Se all’età di mezzo si addiceva il negotium, alla vecchiaia si addiceva la trasmissione dell’esperienza.  Il vecchio è l’uomo divenuto saggio, l’uomo che conosce la vita e ciò che si agita nell’animo umano. Il vecchio ha una auctoritas che conferisce valore e peso alla sua opinione. Egli quindi può trasmettere idee costruttive, suggerire, finanche guardare lontano a dispetto dell’età o forse proprio a causa di essa: più prossimi si è all’oltre e più si scorgono nettamente i lineamenti di ciò che è giusto e di ciò che non lo è.
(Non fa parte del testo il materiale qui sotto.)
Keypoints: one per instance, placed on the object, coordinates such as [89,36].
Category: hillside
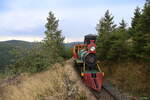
[7,46]
[57,83]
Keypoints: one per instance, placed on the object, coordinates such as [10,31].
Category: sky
[26,19]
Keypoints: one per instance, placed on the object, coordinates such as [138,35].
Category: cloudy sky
[25,19]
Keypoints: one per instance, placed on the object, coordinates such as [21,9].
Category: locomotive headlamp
[92,48]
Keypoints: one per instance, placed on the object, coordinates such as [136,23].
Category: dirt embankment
[57,83]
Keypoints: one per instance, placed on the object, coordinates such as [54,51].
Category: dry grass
[58,83]
[131,77]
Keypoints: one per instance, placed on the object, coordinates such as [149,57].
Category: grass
[130,77]
[53,84]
L’eternità svezza  alla saggezza.
Ciò che è vecchio quindi non è di per sé inservibile, anzi.

Torniamo all’oggi. Quanto poco peso diamo ai suggerimenti dei nostri anziani. Quanto poco valore attribuiamo alle loro parole e quanta poca strada abbiamo percorso a causa della nostra dimenticanza e, direi, di una marcata apatia da controra pugliese.
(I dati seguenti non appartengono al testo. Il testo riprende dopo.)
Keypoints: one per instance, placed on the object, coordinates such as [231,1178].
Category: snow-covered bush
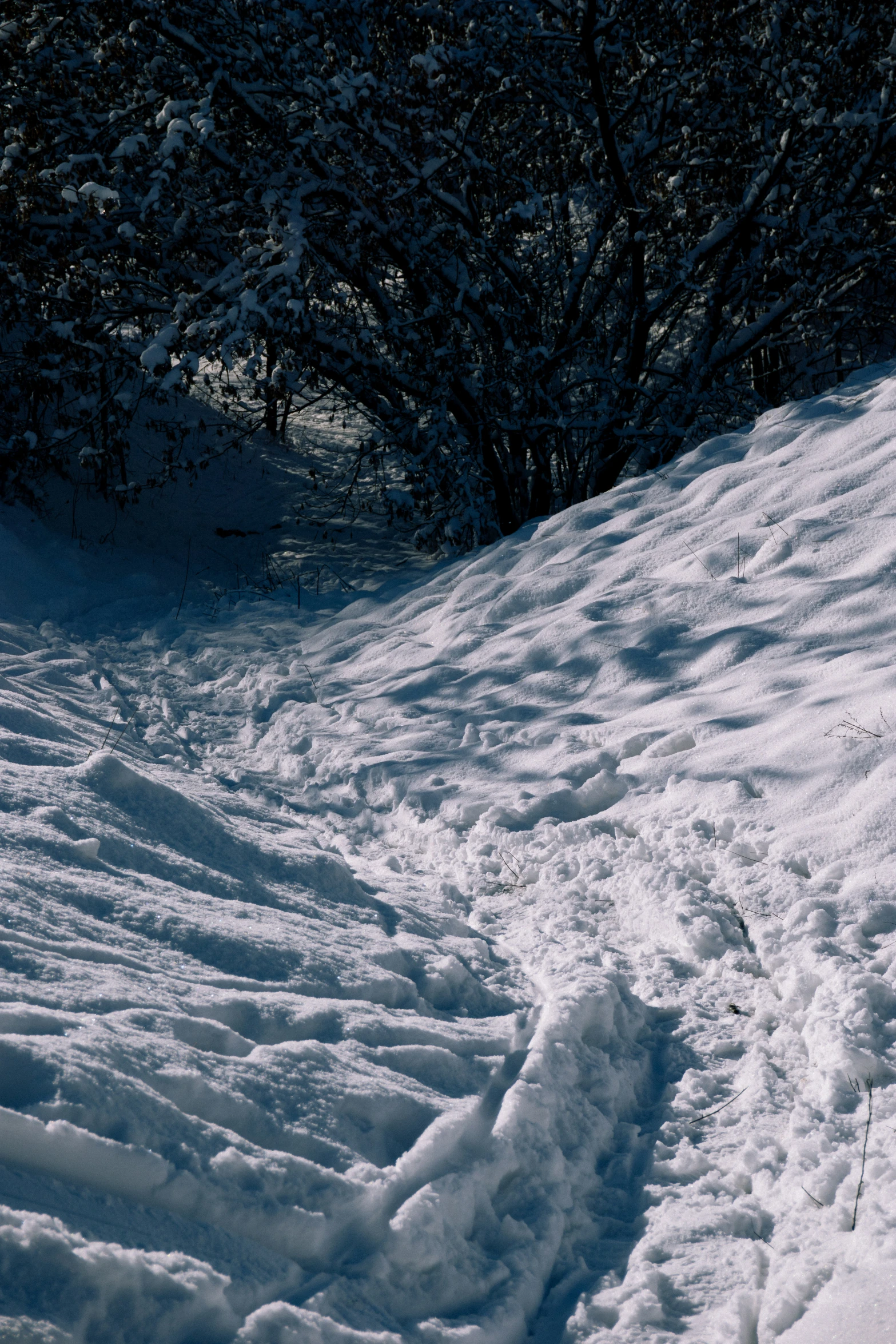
[532,245]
Ne ho avuto una conferma proprio oggi mentre, dovendo ingannare il tempo, sfogliavo antiche riviste custodite in una vecchia libreria (vecchio con antico, un binomio inscindibile). Bene, ne ho aperta una, un numero del Rubastino, storico periodico della Pro loco di Ruvo, dei mesi di luglio-agosto 1972. Un tuffo nella Ruvo di trentaquattro anni fa. Un amarcord che mi ha messo i brividi addosso.

Perché? Per la semplice ragione che a Ruvo tutto muta molto lentamente, tanto lentamente che tutto resta fermo, immobile, scavato nella roccia. Se non procedere a ritroso.  Mi soffermo a leggere un articolo del defunto prof. don Vincenzo Amenduni, uno dei padri fondatori della Pro loco, deceduto molti anni or sono.
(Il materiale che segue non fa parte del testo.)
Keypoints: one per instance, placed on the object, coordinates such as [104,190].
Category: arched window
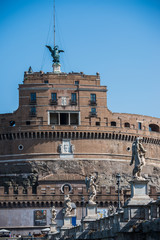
[113,124]
[153,128]
[127,124]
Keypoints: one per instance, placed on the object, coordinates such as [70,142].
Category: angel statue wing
[50,49]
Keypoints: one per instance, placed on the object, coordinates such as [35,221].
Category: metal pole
[54,20]
[118,176]
[82,207]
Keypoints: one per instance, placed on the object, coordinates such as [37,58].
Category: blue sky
[120,39]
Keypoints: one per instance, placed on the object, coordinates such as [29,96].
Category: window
[93,112]
[33,111]
[76,82]
[12,123]
[73,98]
[139,125]
[127,125]
[113,124]
[53,100]
[153,128]
[54,96]
[33,97]
[63,101]
[93,99]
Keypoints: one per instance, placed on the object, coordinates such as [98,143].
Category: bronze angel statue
[55,53]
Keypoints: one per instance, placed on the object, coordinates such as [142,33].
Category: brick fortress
[61,132]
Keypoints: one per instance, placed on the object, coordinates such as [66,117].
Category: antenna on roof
[55,51]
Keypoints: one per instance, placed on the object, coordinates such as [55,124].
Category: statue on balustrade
[67,205]
[54,213]
[138,157]
[91,187]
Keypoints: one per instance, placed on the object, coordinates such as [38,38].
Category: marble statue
[67,205]
[138,157]
[53,213]
[91,188]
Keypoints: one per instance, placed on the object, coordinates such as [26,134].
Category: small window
[153,128]
[113,124]
[28,122]
[93,111]
[127,125]
[33,110]
[76,82]
[73,98]
[139,125]
[54,96]
[93,99]
[33,97]
[12,123]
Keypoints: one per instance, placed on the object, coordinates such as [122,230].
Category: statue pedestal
[91,216]
[67,224]
[136,207]
[53,227]
[56,67]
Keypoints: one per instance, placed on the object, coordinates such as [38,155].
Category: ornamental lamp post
[82,199]
[118,177]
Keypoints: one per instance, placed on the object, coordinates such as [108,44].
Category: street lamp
[118,177]
[82,199]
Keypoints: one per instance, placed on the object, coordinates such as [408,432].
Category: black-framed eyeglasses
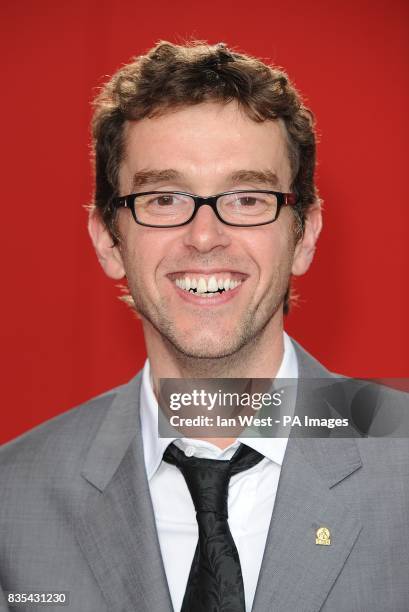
[241,208]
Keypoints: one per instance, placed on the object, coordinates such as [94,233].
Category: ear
[305,248]
[108,255]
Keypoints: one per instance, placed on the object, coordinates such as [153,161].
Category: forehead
[207,143]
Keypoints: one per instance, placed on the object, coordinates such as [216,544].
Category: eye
[248,200]
[167,199]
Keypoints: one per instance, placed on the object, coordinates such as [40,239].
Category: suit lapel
[297,573]
[117,531]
Uomo intelligente, acuto e vivace, dai molteplici interessi, di poche quanto argute parole omiletiche. I sermoni che teneva nella chiesa del Purgatorio duravano pochi minuti, ma aprivano la mente. La sua messa delle 12,30 durava massimo quindici minuti, un record, ma se ne usciva rinfrancati. Don Vincenzo aveva compreso che se i primi dieci minuti sono a beneficio delle anime, i successivi dieci vanno a beneficio dei banchi e gli ulteriori dieci a beneficio del diavolo.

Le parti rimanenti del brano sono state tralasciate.